Keep Far from Deceit
Keep Far from Deceit
- Keep far from deceit. . . . (Exodus 23:7)
One of the most surprising issues in the Torah is the absence of an unconditional mitzvah (commandment) forbidding us to lie. We find commandments that forbid us to steal, to murder, or to commit adultery, among other things. Yet there is no clear commandment that says, “Do not lie, absolutely, under any circumstances.”
The closest that we get to such a mitzvah is in the following: “You shall not steal; you shall not deal deceitfully or falsely with one another. You shall not swear falsely by My name, profaning the name of your God: I am Adonai” (Leviticus 19:11–12). These verses appear in the context of business dealings and the prohibition to lie under oath.
In the Torah portion, Mishpatim, we find a long list of laws that follow the Ten Commandments. These are basic laws that are necessary in order to structure a society. Among them we find the following: “You shall not subvert the rights of your needy in their disputes. Keep far from a false charge . . .” (Exodus 23:6–7). The Hebrew for the latter clause, mid’var sheker tirchak,literally means “keep far from deceit.” In every English translation I found for this phrase, it appears as an admonition to judges to avoid false charges.

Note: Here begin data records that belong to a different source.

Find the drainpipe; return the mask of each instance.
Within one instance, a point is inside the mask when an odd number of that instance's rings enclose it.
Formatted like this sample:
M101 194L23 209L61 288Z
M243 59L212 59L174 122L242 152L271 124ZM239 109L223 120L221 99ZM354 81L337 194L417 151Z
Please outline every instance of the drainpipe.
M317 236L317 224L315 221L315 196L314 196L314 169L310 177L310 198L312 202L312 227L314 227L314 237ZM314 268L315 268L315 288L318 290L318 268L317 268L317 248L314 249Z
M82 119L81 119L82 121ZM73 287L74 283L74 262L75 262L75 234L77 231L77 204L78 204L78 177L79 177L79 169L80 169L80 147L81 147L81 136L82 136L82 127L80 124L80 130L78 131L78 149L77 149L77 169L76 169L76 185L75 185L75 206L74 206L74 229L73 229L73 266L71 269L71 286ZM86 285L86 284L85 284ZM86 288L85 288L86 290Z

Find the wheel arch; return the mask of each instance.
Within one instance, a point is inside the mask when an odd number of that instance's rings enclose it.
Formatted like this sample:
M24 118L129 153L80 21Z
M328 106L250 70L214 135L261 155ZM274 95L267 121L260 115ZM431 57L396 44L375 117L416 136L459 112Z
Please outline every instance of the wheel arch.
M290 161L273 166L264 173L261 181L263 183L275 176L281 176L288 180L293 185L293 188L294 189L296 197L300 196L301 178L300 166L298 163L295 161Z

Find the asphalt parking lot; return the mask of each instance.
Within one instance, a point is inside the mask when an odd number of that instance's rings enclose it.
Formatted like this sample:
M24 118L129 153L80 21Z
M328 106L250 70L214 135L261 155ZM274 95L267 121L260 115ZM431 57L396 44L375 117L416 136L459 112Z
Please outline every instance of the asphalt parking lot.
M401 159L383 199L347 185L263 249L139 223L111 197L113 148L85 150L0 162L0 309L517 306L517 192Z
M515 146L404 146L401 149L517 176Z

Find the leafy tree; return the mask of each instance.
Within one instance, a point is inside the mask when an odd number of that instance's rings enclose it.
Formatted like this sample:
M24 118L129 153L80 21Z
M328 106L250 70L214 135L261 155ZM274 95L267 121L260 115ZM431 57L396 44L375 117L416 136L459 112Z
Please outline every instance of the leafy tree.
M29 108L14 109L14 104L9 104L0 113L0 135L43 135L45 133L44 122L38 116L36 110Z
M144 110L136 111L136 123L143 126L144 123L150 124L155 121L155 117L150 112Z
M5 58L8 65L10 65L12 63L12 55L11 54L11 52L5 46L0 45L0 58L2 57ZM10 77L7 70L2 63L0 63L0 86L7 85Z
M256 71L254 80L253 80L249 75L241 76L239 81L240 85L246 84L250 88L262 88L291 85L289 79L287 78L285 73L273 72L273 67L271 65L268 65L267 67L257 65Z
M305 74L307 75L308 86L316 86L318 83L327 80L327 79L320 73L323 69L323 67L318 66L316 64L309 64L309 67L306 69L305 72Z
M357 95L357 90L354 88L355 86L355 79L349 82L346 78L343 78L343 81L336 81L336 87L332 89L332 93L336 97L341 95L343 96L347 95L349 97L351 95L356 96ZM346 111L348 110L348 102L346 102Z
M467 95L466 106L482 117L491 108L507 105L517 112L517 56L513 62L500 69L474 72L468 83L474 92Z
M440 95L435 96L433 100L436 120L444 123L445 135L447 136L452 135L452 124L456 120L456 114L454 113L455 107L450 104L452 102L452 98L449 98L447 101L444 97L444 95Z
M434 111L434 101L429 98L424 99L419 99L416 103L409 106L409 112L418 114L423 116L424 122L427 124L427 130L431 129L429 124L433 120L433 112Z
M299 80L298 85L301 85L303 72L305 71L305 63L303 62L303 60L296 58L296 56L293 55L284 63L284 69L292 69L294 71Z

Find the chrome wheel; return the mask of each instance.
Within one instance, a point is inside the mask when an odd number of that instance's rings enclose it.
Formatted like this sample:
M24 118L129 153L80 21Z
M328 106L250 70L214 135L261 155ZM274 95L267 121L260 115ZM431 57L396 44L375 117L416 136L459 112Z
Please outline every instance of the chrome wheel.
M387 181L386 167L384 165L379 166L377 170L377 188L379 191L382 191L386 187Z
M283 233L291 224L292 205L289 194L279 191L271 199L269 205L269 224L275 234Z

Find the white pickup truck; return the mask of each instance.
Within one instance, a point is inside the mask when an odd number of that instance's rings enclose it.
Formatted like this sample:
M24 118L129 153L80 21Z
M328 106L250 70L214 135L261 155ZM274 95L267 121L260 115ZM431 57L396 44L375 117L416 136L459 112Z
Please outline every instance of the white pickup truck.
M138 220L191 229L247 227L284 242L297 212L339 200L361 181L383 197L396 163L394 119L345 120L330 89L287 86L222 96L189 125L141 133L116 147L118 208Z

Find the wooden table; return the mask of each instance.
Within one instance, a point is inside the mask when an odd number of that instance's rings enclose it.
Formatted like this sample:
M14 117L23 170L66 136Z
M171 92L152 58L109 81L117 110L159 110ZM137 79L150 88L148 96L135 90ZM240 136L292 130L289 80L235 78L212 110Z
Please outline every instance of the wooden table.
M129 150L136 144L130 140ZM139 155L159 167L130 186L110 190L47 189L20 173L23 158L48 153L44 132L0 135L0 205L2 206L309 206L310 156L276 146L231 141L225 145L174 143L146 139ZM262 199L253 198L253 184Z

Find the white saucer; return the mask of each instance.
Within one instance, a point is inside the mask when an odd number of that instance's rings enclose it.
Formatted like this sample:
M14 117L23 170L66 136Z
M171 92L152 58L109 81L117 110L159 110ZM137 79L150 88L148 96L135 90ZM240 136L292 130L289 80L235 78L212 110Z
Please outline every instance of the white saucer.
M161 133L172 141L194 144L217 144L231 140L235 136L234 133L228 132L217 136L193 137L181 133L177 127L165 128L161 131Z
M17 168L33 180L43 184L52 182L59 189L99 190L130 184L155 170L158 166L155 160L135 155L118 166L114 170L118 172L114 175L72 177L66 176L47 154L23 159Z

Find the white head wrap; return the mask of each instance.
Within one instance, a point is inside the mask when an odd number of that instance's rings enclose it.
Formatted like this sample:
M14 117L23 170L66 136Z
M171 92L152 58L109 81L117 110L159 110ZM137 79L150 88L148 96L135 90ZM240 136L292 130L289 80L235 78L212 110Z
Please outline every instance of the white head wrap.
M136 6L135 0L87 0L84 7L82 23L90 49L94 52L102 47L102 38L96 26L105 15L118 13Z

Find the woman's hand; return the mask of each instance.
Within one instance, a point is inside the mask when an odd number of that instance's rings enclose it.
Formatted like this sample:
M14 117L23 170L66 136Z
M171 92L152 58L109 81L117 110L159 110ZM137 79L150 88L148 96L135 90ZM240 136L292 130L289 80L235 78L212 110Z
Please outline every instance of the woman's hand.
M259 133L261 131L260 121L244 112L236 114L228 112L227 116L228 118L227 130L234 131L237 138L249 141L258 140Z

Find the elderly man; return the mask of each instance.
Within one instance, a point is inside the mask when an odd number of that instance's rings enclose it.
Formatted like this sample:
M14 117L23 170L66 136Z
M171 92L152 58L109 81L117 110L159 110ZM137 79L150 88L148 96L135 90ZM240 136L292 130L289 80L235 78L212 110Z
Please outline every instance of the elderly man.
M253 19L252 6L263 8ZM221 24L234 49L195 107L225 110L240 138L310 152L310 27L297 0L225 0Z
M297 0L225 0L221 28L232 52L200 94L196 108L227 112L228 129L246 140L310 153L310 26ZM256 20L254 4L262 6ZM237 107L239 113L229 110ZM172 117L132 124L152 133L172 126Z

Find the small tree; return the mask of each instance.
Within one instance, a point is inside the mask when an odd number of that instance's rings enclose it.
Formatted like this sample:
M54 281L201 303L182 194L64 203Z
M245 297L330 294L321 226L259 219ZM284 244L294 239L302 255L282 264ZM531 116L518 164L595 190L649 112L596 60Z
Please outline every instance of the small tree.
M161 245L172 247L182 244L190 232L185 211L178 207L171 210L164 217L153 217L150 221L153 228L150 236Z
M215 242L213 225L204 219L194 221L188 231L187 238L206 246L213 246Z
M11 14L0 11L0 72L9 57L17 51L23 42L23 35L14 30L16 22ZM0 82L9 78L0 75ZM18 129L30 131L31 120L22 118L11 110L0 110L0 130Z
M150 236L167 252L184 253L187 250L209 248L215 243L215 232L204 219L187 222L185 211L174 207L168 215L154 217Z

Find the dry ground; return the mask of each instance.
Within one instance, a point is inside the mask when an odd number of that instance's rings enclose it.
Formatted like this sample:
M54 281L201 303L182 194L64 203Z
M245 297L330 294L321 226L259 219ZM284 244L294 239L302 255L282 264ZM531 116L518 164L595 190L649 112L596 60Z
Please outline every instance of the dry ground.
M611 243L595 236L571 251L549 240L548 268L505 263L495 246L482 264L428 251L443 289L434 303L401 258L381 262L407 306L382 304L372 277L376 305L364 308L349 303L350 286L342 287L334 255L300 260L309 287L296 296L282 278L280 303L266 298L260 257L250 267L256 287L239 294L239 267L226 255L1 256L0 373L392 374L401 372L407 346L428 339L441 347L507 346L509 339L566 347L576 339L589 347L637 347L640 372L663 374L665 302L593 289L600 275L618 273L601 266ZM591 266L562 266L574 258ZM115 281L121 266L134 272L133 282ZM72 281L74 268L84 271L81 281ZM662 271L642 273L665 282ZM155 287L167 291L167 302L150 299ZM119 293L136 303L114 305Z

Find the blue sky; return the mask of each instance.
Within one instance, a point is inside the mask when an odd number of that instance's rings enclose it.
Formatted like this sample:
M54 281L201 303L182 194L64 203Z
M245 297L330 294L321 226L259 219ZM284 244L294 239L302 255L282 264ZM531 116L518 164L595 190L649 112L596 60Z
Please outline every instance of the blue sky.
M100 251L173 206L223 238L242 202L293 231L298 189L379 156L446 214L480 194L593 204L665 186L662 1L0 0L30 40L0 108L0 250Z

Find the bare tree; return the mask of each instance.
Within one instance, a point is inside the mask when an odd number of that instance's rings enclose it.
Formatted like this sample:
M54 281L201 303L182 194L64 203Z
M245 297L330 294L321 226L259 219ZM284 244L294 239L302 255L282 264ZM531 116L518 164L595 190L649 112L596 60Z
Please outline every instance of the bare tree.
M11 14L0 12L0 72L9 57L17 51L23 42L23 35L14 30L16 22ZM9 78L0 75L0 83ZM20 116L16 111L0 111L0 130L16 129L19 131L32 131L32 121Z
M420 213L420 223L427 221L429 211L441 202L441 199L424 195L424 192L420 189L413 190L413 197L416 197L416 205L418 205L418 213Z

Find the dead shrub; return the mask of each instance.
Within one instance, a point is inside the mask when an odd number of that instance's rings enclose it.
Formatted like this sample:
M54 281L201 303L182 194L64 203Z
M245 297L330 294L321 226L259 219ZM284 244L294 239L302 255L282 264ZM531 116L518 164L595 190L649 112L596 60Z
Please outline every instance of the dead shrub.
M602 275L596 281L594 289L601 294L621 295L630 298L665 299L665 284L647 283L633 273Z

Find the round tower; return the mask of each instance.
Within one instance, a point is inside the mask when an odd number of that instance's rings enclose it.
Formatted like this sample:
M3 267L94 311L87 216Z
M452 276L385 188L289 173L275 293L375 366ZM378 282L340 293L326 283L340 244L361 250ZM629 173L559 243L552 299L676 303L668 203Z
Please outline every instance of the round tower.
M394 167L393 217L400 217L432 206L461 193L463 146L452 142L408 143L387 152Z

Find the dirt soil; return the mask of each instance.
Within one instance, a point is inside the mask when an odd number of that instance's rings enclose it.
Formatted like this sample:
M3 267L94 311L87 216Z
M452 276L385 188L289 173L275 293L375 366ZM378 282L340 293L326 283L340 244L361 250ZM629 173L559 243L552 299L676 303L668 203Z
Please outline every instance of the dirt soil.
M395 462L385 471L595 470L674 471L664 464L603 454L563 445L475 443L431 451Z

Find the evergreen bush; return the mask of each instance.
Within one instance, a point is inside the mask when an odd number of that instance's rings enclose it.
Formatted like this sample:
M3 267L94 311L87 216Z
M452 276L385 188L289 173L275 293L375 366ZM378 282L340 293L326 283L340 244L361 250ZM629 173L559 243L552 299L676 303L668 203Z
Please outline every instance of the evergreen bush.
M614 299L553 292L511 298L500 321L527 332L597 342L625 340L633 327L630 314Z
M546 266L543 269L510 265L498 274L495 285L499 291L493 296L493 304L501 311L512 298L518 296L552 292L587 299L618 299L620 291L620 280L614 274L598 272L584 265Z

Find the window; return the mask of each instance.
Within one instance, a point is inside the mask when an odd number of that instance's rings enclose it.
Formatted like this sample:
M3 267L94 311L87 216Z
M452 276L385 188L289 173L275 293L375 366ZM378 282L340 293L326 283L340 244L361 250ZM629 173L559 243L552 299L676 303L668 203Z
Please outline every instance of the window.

In the absence of an unequivocal prohibition against lying, may we, therefore, deduce that there are times in life when lying would be permissible? What about “white lies”—are they legitimate? My guess is that there are very few human beings who never lie. Most likely each one of us has lied at times, even our ancestors in the Torah: Abraham told Sarah to lie to Pharaoh (Genesis 12:13) and Abraham himself lied to Abimelech, king of Gerar (Genesis 20:2), regarding Sarah’s status as his wife. Jacob lied to Isaac, at Rebekah’s instruction, in order obtain Isaac’s blessing (Genesis 27:18–24). Laban, Jacob’s uncle, deceived Jacob by giving him Leah as a wife instead of Rachel, as promised (Genesis 29:23–27). Later on, Jacob’s sons lied to him when they said that a beast had eaten Joseph, when in truth they had sold Joseph to the Ishmaelites (Genesis 37:18–36).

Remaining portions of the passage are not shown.